Eu estava sentada numa banqueta de uns 27 anos, no quarto abafado. Tantas coisas a fazer - pensava, e o ponteiro nunca falha. Entre um blues e outro - Blues For Mama de Nina Simone ou Just Another Twelve Bar de Pink Floyd - imaginava como Fante pôde captar toda aquela vida que queria correr em Bandini. Vida que inquieta a gente quando lê.

"Era um hábito, ajoelhar. Sentei-me.
Melhor ajoelhar, pois a pontada aguda nos joelhos era uma distração da terrível quietude. Uma prece. Certo, uma prece: por motivos sentimentais. Deus Todo Poderoso, lamento ser agora um ateu, mas o Senhor leu Nietzsche? Ah, que livro! Deus Todo Poderoso, vou jogar limpo nesta questão: vou Lhe fazer uma proposta: Faça de mim um grande escritor e eu voltarei à Igreja. E Lhe peço, caro Deus, mais um favor: faça minha mãe feliz. Não me importo com o Velho; ele tem seu vinho e sua saúde, mas minha mãe se preocupa tanto. Amém."
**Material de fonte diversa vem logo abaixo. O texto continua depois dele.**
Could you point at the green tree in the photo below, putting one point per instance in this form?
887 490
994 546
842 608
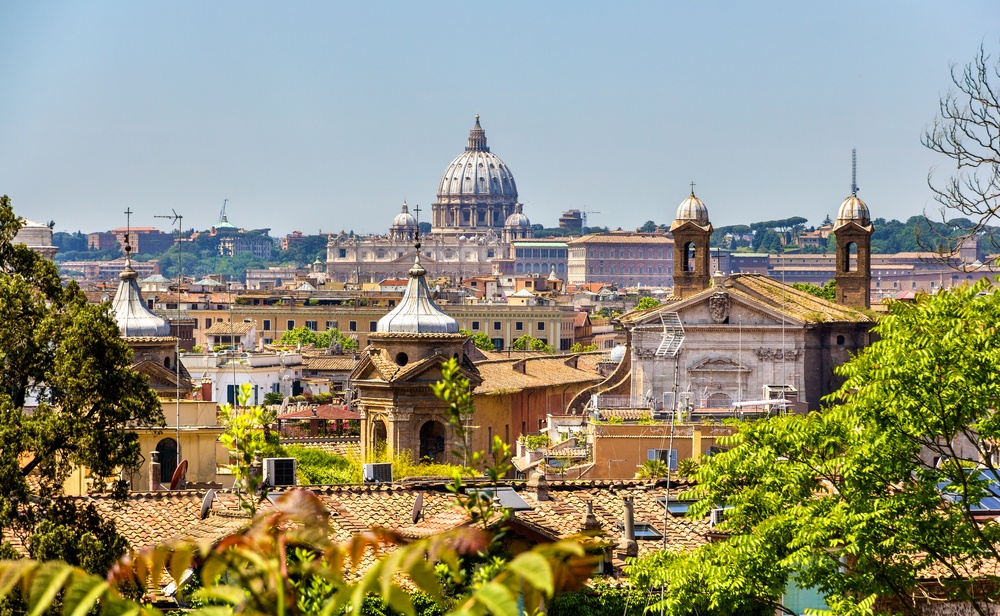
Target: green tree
828 291
871 494
529 343
647 302
480 339
69 356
"Eu não sabia. Falei algo sobre temperamentos, mas ela sacudiu a cabeça e cruzou os joelhos, e uma sensação de suas belas coxas sendo alçadas ficou marcada na minha mente, uma sensação densa e sufocante, desejo quente e luxuriante de tomá-las em minhas mãos. Cada movimento que ela fazia, o suave giro do pescoço, os grandes seios inflando-se debaixo do guarda-pó, as belas mãos sobre a cama, os dedos estendidos. Estas coisas me perturbavam, um peso doce e dolorido me arrastando para um estupor."

Tem uma coisa nesse blues com Fante. Tem uma coisa nesse Arturo Bandini, que mexe comigo. Calma! Não sexualmente falando, não. Por favor... O espírito dele me incomoda. Não é esta a palavra. Eu gosto dele. Gosto. Mas ele é mole demais!
Ainda assim eu gosto, mas queria dar umas bofetadas nele pra ver se acorda.



*Trechos dos capítulos II e XIV de Pergunte ao Pó, John Fante.